Siamese Neural Network and Machine Learning for DGA Classification




Siamese Neural Network, DGA classification, Cybersecurity


Domain Generation Algorithms (DGA) are systems used to create immediate multiple and varying domain names. Such “artificial” domains can be then used for siting command and control servers which in turn oversee recruiting/infecting devices, and finally turning them into new resources to be exploited. In this sense, identifying DGA domain names can be crucial, to avoid cyberattacks like Phishing, Spam sending, Bitcoin mining, and many other. Usually, domain names generated by DGAs, are comprised by illegible character strings, but new “intelligent” DGAs tend to generate names using combination of words in dictionaries making its detection a challenging task.
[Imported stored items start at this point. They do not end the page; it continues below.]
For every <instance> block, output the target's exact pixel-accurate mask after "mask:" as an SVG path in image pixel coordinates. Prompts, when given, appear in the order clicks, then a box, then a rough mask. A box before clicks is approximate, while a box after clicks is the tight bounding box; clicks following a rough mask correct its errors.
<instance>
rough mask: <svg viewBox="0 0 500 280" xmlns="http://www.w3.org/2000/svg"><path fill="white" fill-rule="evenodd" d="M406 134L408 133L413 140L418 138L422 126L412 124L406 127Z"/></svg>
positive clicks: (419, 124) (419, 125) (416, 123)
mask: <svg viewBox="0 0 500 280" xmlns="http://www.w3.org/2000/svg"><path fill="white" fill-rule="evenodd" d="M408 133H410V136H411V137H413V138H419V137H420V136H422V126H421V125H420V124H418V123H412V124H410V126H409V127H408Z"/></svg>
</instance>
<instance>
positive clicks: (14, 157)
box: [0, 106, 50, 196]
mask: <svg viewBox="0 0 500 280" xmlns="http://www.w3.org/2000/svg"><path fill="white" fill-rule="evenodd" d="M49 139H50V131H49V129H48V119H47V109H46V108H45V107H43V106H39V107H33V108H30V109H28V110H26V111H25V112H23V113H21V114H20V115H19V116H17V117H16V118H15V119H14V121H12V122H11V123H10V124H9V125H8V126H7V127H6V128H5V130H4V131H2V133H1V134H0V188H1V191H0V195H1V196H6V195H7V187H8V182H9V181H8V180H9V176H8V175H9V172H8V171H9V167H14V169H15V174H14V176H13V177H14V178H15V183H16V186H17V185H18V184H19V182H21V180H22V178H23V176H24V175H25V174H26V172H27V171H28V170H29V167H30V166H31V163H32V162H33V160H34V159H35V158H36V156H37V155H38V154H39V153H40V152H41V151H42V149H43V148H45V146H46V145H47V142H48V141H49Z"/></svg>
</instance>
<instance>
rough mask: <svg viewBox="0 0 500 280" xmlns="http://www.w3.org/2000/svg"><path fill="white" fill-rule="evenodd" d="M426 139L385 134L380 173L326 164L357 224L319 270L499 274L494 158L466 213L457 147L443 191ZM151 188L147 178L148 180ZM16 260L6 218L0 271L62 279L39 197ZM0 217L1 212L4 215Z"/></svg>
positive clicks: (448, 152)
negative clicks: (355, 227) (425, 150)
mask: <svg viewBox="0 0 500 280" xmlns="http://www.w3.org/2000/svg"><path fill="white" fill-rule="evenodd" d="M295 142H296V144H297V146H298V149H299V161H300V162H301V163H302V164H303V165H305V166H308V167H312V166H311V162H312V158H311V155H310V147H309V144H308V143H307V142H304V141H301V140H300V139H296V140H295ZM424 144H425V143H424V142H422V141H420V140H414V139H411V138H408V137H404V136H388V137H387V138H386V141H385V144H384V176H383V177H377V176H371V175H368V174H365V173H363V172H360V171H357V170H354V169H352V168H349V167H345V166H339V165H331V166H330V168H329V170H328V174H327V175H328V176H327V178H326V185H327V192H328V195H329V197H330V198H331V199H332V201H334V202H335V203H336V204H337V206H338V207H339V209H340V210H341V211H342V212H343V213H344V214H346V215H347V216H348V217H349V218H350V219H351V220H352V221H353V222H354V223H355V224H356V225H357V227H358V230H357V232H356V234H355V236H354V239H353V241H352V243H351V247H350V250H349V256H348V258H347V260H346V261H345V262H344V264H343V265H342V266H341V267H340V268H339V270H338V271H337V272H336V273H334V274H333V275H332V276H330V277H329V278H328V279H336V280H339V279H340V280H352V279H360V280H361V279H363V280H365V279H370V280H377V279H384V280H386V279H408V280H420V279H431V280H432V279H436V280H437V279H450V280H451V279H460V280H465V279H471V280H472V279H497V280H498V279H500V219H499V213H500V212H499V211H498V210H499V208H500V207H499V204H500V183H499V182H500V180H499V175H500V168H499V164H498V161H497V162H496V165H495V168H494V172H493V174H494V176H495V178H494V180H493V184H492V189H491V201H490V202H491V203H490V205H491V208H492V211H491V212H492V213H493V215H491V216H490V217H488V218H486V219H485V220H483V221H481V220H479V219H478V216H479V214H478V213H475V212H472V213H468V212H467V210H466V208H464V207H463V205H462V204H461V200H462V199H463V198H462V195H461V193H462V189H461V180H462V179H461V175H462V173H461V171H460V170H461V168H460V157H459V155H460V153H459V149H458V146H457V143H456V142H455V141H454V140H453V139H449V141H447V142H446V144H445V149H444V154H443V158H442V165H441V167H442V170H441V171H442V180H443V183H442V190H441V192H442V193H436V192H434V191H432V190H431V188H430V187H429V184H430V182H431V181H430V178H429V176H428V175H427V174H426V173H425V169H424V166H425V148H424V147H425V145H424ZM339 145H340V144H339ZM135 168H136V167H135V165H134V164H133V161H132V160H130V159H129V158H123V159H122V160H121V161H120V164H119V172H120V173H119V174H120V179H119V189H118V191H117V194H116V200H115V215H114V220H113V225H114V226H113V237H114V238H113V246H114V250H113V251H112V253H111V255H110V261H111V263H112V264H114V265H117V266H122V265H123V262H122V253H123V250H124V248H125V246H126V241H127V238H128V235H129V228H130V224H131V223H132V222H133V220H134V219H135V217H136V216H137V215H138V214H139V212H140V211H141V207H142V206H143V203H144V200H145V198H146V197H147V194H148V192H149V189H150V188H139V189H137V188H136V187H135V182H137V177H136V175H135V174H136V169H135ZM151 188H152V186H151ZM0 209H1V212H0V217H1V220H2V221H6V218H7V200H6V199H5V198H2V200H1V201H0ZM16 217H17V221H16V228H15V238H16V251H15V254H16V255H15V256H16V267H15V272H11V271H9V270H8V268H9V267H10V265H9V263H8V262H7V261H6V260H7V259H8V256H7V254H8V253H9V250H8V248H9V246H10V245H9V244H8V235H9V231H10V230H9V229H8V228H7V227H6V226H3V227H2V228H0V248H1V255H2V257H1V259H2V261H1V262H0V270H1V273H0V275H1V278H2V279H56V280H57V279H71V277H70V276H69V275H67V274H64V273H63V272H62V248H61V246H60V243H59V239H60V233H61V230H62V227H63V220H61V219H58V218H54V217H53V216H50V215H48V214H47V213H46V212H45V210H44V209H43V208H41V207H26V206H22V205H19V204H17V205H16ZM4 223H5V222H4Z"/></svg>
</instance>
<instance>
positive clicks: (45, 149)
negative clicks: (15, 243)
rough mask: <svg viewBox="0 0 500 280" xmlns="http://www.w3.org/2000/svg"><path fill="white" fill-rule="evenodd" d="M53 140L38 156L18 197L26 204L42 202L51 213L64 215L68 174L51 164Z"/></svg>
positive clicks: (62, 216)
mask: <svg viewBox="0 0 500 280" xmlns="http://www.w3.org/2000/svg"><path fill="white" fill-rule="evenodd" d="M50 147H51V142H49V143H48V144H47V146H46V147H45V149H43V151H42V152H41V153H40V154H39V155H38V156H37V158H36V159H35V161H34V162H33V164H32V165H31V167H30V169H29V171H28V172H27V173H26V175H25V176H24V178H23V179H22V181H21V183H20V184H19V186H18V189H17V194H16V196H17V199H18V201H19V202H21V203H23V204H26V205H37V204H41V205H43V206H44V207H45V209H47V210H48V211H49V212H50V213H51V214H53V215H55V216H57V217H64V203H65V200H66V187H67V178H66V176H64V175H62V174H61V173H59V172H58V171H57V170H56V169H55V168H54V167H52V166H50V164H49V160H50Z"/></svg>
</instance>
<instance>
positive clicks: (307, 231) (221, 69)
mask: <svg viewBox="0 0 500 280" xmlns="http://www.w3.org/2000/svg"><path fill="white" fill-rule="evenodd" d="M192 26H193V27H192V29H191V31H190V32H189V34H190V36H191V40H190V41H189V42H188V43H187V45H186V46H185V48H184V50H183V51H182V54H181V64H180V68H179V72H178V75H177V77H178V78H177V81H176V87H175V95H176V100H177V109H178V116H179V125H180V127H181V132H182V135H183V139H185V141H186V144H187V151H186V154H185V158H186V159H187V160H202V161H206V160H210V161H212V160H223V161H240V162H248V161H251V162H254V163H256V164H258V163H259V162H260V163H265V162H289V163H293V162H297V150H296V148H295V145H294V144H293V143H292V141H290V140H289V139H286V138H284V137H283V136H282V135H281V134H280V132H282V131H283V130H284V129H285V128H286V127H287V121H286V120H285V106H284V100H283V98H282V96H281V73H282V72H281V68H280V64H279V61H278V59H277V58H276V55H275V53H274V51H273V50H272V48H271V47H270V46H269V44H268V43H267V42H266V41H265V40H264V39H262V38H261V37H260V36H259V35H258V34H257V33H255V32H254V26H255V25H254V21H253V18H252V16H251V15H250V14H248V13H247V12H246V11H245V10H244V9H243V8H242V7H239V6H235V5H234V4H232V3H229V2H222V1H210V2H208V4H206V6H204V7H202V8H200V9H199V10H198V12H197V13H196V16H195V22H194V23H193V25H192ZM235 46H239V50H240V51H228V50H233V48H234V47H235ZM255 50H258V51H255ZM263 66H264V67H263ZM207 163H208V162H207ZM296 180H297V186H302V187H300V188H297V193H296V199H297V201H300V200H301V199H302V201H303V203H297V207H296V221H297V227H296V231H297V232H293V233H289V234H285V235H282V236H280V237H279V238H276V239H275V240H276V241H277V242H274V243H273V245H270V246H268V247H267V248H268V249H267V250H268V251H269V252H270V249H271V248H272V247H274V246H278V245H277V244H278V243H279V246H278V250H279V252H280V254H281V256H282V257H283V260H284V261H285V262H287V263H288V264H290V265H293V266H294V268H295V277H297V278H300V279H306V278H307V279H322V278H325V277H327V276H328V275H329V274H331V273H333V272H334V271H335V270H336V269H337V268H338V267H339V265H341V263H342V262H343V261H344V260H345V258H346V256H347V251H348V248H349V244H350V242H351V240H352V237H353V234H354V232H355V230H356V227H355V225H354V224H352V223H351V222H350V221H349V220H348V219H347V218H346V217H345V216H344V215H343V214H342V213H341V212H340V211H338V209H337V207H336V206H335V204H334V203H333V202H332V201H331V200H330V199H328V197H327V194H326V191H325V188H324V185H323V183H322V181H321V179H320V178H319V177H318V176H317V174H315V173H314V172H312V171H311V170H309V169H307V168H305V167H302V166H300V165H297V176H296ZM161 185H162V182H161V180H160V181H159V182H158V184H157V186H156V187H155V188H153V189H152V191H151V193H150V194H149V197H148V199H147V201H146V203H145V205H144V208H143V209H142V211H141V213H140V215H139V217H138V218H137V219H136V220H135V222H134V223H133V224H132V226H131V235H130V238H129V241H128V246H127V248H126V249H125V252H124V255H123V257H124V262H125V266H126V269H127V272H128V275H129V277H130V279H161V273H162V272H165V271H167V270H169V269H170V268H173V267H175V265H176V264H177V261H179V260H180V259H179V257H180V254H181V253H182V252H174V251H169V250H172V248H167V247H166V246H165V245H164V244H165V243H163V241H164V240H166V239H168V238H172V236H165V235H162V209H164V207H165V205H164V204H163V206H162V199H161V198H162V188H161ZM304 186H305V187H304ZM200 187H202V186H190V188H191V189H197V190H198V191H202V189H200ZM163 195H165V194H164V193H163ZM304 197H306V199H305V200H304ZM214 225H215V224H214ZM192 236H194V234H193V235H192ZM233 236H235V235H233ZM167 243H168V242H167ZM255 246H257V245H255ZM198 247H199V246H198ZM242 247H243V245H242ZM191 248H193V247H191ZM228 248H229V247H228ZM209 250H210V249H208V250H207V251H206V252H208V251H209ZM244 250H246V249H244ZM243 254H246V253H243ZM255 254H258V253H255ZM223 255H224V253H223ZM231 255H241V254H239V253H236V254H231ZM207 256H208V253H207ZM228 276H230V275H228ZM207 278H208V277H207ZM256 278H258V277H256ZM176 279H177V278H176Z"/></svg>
For this reason, in this work, we propose to address this problem using a combination of Machine Learning algorithms for improving the classification of DGAs domains. In particular, we propose to combine Siamese Neural Networks and traditional supervised Machine Learning algorithms in order to expand the input domain into separable n-dimensional data points and then achieve the domain classification. The proposed approach can be separated into 3 phases. In a first phase, domain names are encoded, by a one-hot encoder and a variation of this, named probabilistic one-hot encoder, which are implemented separately. Then, in the second phase, Long Short-Term Memory and Convolutional Siamese embedders are tested and compared. In particular, the first one is combined with the one-hot, while the Convolution algorithm is applied with the probabilistic one-hot encoded data. In the final step, five Machine Learning algorithms are tested using the two ways embedded data. Both embedder approaches reach very high results in terms of F1-score and Accuracy (about 91%) depending on the implemented classifier. The promising results obtained by the application of the proposed method shows that it is possible to perform DGA domain classification uniquely over the domain names, without considering external information such as DNS packets features.